Nel corso del 2023 l’Arbitro per le controversie finanziarie (Acf) ha ricevuto 963 ricorsi, di cui 729 ammessi per un totale di 13,3 milioni di euro di risarcimenti riconosciuti. E’ quanto rileva la Relazione annuale dell’organismo di risoluzione stragiudiziale delle controversie fra intermediari e risparmiatori, istituito presso la Consob. Sale cosi’ a 10.774 il numero complessivo di ricorsi trasmessi dai risparmiatori nei primi sette anni di attivita’ (2017/2023). La media mensile e’ stata pari a 80 ricorsi, con picchi piu’ significativi raggiunti nei mesi di maggio (114), marzo (90), febbraio e novembre (89). Come avvenuto in passato, si conferma una fisiologica riduzione dei ricorsi ricevuti nel periodo estivo. Il valore complessivo dei risarcimenti riconosciuti a favore dei risparmiatori e’ stato pari a 13,3 milioni di euro. Sale, cosi’, a oltre 155,8 milioni il totale dei risarcimenti riconosciuti dal 2017 a oggi, con una media pro-capite pari a quasi 35.000 euro.

In merito alla distribuzione territoriale, coerentemente con i dati fatti registrare nell’intero periodo di attivita’ dell’Acf, il Nord si e’ confermato l’area di provenienza del maggior numero di ricorsi (46,1%), seguita dal Sud (31,3%) e dal Centro (20,4%) del Paese. In aumento rispetto al passato la presenza di ricorrenti residenti all’estero (2,2% del totale a fronte dello 0,8% del 2022). Nel corso del 2023 la Lombardia e’ stata la regione da cui e’ pervenuto il maggior numero di ricorsi (149), pari al 15,5% del totale dei ricorsi ricevuti. Si tratta di un elemento di novita’, considerato che, come evidenziato nella tabella di seguito riportata, la Puglia – a partire dal 2018 e fino al 2022 – ha conservato la posizione di primazia, avendo fatto registrare un andamento crescente del numero dei ricorsi ricevuti, con un picco nel 2020 (445) e una successiva flessione negli anni 2021 (242) e 2022 (229).

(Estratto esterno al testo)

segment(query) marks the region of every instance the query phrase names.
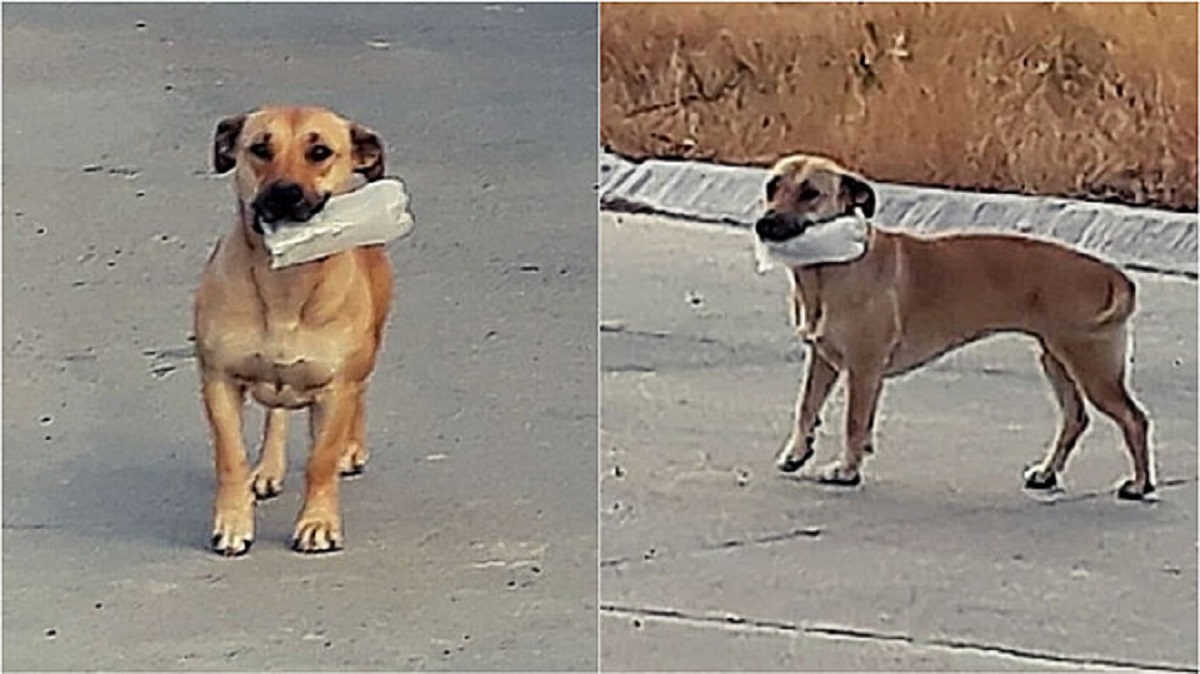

Nel 2023 i ricorsi ricevuti dalla Puglia hanno subito un ulteriore decremento, essendosi attestati a 110, pari all’11,4% del totale dei ricorsi ricevuti. Anche questo dato evidenzia la graduale assunzione da parte dell’Acf della veste di strumento di tutela per le controversie tra intermediari e clienti di tipo “fisiologico”, piuttosto che di rimedio eccezionale per la tutela dei risparmiatori traditi a seguito delle crisi di alcune realta’ bancarie. Conferma di cio’ si rintraccia anche nel dato riferito alla regione Veneto che ha subito, nel corso degli anni, una significativa flessione: a fronte dei 567 ricorsi ricevuti nel corso del 2017, primo anno di operativita’ dell’Acf, nel 2023 i ricorsi provenienti dal Veneto sono stati 57. Nel 2023, dopo Lombardia e Puglia, seguono Emilia-Romagna (90), Lazio (87) e Toscana (83) da cui e’ stato trasmesso un numero di ricorsi superiore a 80. Immediatamente al di sotto si colloca la regione Piemonte, da cui sono pervenuti 74 ricorsi, circa il doppio rispetto ai ricorsi trasmessi nel 2022 (38). In Piemonte si e’ registrato, dunque, un trend in rialzo, che ha interessato, con numeri piu’ contenuti, anche Liguria (da 19 a 25 ricorsi), Marche (da 14 a 20 ricorsi), Abruzzo (da 10 a 18 ricorsi), Sardegna (da 4 a 15 ricorsi) e Trentino-Alto Adige (da 4 a 7 ricorsi). Nel 2023 hanno trovato conferma i dati gia’ registrati negli anni precedenti, relativamente alla tipologia di ricorrenti: i ricorsi pervenuti sono stati, pressoche’ integralmente, trasmessi da persone fisiche (98%, a fronte del 2% di persone giuridiche).